According to Foley, members of exiled Tibetan communities in India have been forced to sign oaths and carry cards stating they are not Shugden practitioners. Those who refuse face religious and social persecution and are being denied access to schools, hospitals and employment, Foley said.

Jigdol Ngawang, a Tibetan Buddhist who volunteered at the event, says Shugden practitioners are not being persecuted, as the protesters say.

“The Dalai Lama has no way to persecute people,” Ngawang said. “Why would a Tibetan (hurt) another Tibetan?”

The protesters refute the Dalai Lama’s claim that Dorje Shugden is a threat to the well-being of Tibetan Buddhists, arguing that people have been worshiping Dorje Shugden for 400 years. They add that the Dalai Lama himself worshiped the deity for more than half of his life without any negative consequences and that he might have ulterior motives for imposing the ban.

“He’s using his religious authority to accomplish political goals,” said Thekchen Kelsang, a Shugden Buddhist monk.

Some followers of the Dalai Lama, however, say the protesters are the ones with the ulterior motives, accusing them of colluding with the Chinese government in order to attack the Dalai Lama’s authority and in turn weaken the movement for Tibetan independence from China.

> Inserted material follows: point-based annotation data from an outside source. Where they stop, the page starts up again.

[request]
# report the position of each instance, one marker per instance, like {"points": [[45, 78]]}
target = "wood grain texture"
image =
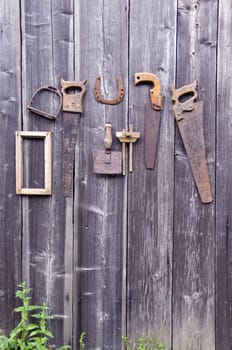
{"points": [[101, 50], [47, 29], [193, 268], [150, 202], [10, 110], [223, 182]]}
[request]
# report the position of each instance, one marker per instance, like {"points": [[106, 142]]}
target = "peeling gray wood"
{"points": [[48, 51], [223, 182], [150, 202], [193, 265], [10, 110], [101, 47]]}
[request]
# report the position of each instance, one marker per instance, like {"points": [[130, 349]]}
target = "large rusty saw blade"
{"points": [[72, 110], [190, 120], [152, 117]]}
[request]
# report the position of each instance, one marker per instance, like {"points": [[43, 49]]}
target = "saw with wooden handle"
{"points": [[152, 117], [72, 110], [190, 121]]}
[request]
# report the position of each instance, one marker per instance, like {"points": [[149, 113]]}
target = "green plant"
{"points": [[28, 335], [146, 343]]}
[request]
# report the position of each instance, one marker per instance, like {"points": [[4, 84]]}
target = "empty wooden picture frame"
{"points": [[19, 137]]}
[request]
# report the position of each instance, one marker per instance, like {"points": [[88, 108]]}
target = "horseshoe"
{"points": [[101, 99]]}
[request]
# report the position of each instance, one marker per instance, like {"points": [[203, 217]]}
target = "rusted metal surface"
{"points": [[127, 137], [72, 109], [107, 161], [155, 92], [190, 121], [73, 102], [152, 117], [101, 99], [151, 130], [35, 97]]}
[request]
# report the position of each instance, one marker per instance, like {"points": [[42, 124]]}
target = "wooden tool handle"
{"points": [[108, 137]]}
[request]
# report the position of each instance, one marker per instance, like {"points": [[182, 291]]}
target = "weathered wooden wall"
{"points": [[132, 255]]}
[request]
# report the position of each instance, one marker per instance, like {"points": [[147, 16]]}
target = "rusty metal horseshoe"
{"points": [[101, 99]]}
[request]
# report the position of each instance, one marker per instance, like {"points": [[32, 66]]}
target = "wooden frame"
{"points": [[19, 136]]}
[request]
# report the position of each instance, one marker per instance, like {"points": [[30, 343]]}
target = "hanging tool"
{"points": [[101, 99], [31, 106], [127, 137], [152, 117], [190, 121], [107, 161], [72, 109]]}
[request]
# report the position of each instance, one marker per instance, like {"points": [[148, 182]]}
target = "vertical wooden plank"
{"points": [[150, 204], [100, 49], [223, 182], [10, 120], [48, 56], [193, 274]]}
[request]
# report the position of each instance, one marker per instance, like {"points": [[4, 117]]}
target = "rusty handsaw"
{"points": [[72, 110], [189, 115], [152, 116]]}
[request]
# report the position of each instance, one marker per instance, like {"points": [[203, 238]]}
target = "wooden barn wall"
{"points": [[137, 255]]}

But the protesters deny any association with the Chinese government, saying that they feel socially ostracized in many Buddhist communities and that they are standing up for Shugden Buddhists in Tibet and India who do not have the freedom to protest themselves.

The Shugden Buddhist protesters intend to demonstrate at the Dalai Lama’s two other events this week in Santa Clara and Los Angeles.